The diurnal improvement of visual acuity and macular sensitivity were observed, but as a psychophysical parameter, a learning effect cannot be excluded. To our knowledge, no data about intradiurnal test–retest variability of MP-parameters and BCVA for XLRS patients has been published in the literature. Indeed, several studies investigating test–retest variability of MP in patients with and without pathologic macular findings outlined increased sensitivity between the first and the second test, but not in subsequent tests [27, 28]. The mean improvement of the average threshold in this study was 1.84 dB, which differs from the one indicated in the studies mentioned above (± 3.81 dB and ± 4.3 dB). Test–retest intervisit variability of functional parameters for XLRS patients was previously investigated adopting controls every sixth month [23]. The proposed threshold for significant change in macular sensitivity assessed by MP is not applicable to our results due to the different MP device and test strategy. Furthermore, the here-described diurnal BCVA improvement of 3.21 letters approaches the previously described threshold for a statistically significant change of BCVA (3 and 7 letters in the worst and better eye, respectively) [23]. However, the estimated fluctuations of anatomical and functional parameters between visits could also have been influenced by the here reported diurnal changes.
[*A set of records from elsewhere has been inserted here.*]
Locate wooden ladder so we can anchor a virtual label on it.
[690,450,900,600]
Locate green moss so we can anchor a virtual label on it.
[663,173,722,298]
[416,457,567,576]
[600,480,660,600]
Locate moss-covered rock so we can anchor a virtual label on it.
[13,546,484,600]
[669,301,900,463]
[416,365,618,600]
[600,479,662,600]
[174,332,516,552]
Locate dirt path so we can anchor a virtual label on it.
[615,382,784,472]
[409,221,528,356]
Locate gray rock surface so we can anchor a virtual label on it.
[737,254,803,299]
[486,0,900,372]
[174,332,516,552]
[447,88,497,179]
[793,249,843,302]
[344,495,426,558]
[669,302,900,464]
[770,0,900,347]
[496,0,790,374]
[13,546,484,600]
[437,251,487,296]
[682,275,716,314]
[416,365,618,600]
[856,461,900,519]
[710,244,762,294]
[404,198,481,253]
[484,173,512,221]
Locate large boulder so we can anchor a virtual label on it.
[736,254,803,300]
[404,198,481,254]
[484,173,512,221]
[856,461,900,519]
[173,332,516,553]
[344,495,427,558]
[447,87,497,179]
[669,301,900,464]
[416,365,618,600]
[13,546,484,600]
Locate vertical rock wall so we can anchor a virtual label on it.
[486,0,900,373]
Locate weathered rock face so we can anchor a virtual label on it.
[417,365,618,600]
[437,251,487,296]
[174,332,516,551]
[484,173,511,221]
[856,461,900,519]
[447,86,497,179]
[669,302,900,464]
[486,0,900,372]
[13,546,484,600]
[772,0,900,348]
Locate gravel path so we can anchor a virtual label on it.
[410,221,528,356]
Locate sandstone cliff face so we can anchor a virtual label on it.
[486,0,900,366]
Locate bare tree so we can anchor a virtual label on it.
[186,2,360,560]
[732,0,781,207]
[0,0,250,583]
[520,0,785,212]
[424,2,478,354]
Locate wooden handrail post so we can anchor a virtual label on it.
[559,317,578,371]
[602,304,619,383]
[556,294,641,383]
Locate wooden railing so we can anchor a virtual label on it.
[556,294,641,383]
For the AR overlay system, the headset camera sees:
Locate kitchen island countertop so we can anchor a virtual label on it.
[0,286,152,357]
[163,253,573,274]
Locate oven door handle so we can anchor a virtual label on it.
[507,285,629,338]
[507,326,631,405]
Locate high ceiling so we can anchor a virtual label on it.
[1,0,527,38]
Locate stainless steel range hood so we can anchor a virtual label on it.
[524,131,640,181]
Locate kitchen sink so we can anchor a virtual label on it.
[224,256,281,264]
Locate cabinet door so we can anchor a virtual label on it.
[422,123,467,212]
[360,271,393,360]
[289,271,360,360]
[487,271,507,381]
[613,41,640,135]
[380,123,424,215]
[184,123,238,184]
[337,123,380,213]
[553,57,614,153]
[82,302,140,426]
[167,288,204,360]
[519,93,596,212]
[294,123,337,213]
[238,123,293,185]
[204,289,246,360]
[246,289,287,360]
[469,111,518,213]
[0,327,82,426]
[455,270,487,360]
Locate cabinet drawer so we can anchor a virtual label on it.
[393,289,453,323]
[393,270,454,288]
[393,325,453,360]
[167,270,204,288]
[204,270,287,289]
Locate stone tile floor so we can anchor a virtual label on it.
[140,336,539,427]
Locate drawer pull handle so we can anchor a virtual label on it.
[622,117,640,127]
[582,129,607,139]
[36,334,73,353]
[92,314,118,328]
The diurnal variation of CRT correlated to the CRT at baseline. Therefore, eyes with more pronounced MCS tend to experience a greater reduction of the MCS. The integrity of the macular layers might partially explain this result since an association between EZ and CRT variation was found. Indeed, the disruption of EZ is correlated to a lower visual acuity [29], and it might signalize the structural damage, which correlates to severer dysregulation of the mechanisms connected to the RS protein. No other association with other macular morphological parameters was identified.

The reduction of CRT did not correlate with the change in visual acuity or macular sensitivity assessed by MP. This finding and the association of the PROS length with the BCVA and the macular sensitivity at baseline also support the hypothesis that the macular function primary depends on the integrity of macular architecture rather than MCS extent [19, 29,30,31]. However, the BCVA and average threshold significantly improved in the afternoon control. As the intraretinal cystoid spaces of the MCS increase the cone receptor spacing in the fovea leading to poor visual function [32], the decrease of MCS during the day could mechanically reduce the distance between cone receptors and contribute to the rise of function.

This study has several limitations beyond the small number of subjects and included related patients. Although most of the enrolled patients underwent a MP examination before this study (data not shown), no microperimetry and BCVA measurements were performed as training before the functional test of this study. Furthermore, the function and macular thickness variation was sampled only at two timepoints and not throughout the day. In conclusion, treatment-naïve XLRS patients experience diurnal changes in macular thickness and function with improved macular sensitivity (BCVA and average threshold assessed by MP) and reduced macular thickness (CRT and macular volume). Therefore, we advocate a time-adapted protocol in patients with MCS in XLRS, as visual function and retinal morphology measurements are essential endpoints in clinical trials. The diurnal decrease of CRT correlated only with the CRT at baseline and the disruption of the EZ. Notably, the diurnal changes of functional parameters and MCS were not associated with the age or among each other. The PROS length and the integrity of COST and ELM did also not influence the circadian changes of macular function and thickness. Further investigations with a higher number of participants are needed to confirm these results.